As a kid, I had to take my music where ever I could get it. My entire music collection was comprised of a few records pilfered from alley ways on trash day and Columbia House rejects from when my dad neglected to check “no thanks” on the little card that announced it would be sending him cassette tapes by Huey Lewis, Kenny Rogers or A-HA. Thus my eclectic musical sensibilities. I must’ve listened to that Kermit record 100’s of times over the years and still have it somewhere. I sang a few remembered lines for RB and he says “Never heard it.” Never heard it? The computer was on my lap because I’d been working on my book before getting carried away with smoke and talk, so we make our way to youtube and hit play. And then it hits me — my own personal RAINBOW CONNECTION. Here I am, taking a break from the book, chatting about totally unrelated things, and ending up right back at the damn book. In  Pure Sweet Chocolate Sense, one of the characters is a cop with “blue sense” who experiences psychic visions of a girl’s body trapped in a mine and the girl is wearing a jeweled rainbow around her neck.
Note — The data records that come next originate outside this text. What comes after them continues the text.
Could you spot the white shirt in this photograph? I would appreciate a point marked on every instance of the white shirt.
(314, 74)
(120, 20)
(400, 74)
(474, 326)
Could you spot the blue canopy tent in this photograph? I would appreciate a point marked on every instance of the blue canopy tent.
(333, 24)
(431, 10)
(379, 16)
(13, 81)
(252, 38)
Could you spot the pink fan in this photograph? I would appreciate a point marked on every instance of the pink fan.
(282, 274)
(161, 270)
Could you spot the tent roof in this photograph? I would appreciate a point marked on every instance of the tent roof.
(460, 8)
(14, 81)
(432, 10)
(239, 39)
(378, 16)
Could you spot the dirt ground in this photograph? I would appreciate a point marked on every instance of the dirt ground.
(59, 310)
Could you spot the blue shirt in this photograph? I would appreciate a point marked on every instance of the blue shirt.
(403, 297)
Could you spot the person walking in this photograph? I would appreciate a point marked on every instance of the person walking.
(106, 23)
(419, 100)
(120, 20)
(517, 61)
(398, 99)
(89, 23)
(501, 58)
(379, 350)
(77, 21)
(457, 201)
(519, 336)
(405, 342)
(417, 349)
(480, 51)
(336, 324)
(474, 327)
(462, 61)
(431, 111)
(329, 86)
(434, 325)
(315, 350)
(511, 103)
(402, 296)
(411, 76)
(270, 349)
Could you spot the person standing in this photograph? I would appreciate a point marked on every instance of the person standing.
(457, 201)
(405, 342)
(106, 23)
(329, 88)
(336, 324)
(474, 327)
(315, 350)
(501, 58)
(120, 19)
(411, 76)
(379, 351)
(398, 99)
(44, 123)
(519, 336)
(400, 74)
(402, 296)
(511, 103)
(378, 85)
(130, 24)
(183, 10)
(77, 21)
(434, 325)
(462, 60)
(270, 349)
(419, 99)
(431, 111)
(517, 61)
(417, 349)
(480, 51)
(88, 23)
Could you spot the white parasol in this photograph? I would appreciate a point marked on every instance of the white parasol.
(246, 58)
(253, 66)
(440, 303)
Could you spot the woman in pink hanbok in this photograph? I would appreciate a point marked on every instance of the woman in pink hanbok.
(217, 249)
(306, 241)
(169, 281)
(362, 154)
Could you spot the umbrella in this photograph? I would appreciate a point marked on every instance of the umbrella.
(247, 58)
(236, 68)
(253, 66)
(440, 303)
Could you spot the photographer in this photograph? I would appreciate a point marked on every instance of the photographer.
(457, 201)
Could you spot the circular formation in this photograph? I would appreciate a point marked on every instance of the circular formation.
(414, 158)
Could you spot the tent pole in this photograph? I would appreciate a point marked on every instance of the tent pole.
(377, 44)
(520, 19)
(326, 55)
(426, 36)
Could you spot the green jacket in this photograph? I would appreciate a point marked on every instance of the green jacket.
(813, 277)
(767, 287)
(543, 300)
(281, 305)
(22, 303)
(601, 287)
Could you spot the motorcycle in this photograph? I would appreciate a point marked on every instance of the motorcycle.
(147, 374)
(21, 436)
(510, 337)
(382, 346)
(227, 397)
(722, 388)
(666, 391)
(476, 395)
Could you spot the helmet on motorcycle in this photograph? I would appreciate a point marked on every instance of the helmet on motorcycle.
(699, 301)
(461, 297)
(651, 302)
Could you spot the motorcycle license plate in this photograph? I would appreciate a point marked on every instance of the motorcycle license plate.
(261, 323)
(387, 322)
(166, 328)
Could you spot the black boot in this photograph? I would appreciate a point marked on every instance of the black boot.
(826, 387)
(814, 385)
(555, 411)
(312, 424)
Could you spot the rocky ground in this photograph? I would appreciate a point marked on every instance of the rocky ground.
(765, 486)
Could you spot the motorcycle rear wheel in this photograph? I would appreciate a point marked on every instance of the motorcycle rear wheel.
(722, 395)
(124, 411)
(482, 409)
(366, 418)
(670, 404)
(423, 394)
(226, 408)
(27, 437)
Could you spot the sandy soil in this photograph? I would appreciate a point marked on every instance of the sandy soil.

All of the characters are dealing with “knowing” and with the feeling that there is something more to be had, to be known. My characters and their maker/writer. The lovers, the dreamers and me! I did not recall the actual lyrics or think of “The Rainbow Connection” in relation to my book but connections were happening beneath the surface and I remembered every word some where. Kermit was poking at me no doubt.

RAINBOW CONNECTION
Kermit the Frog

Why are there so many
songs about rainbows
And what’s on the other side
Rainbow’s are visions
They’re only illusions
And rainbows have nothing to hide
So we’ve been told and some chose to
Believe it
But I know they’re wrong wait and see

Someday we’ll find it
The Rainbow Connection
The lovers, the dreamers and me

Who said that every wish
Would be heard and answered
When wished on the morning star
Somebody thought of that
And someone believed it
And look what it’s done so far
What’s so amazing
That keeps us star gazing
What so we think we might see

Someday we’ll find it
That Rainbow Connection
The lovers the dreamers and me

Have you been half asleep
And have you heard voices
I’ve heard them calling my name
Are these the sweet sounds that called
The young sailors
I think they’re one and the same
I’ve heard it too many times to ignore it
There’s something that I’m supposed to be

Someday we’ll find it
The Rainbow Connection
The lovers, the dreamers and me!

It’s the perfect Punk Rock Gospel for today because it has to do with the book and thus serves the gods of nanowrimo but is still a wonderful discussion of spirit and the search for something more. Plus Debbie Harry gives Kermie some punk rock props. Enjoy!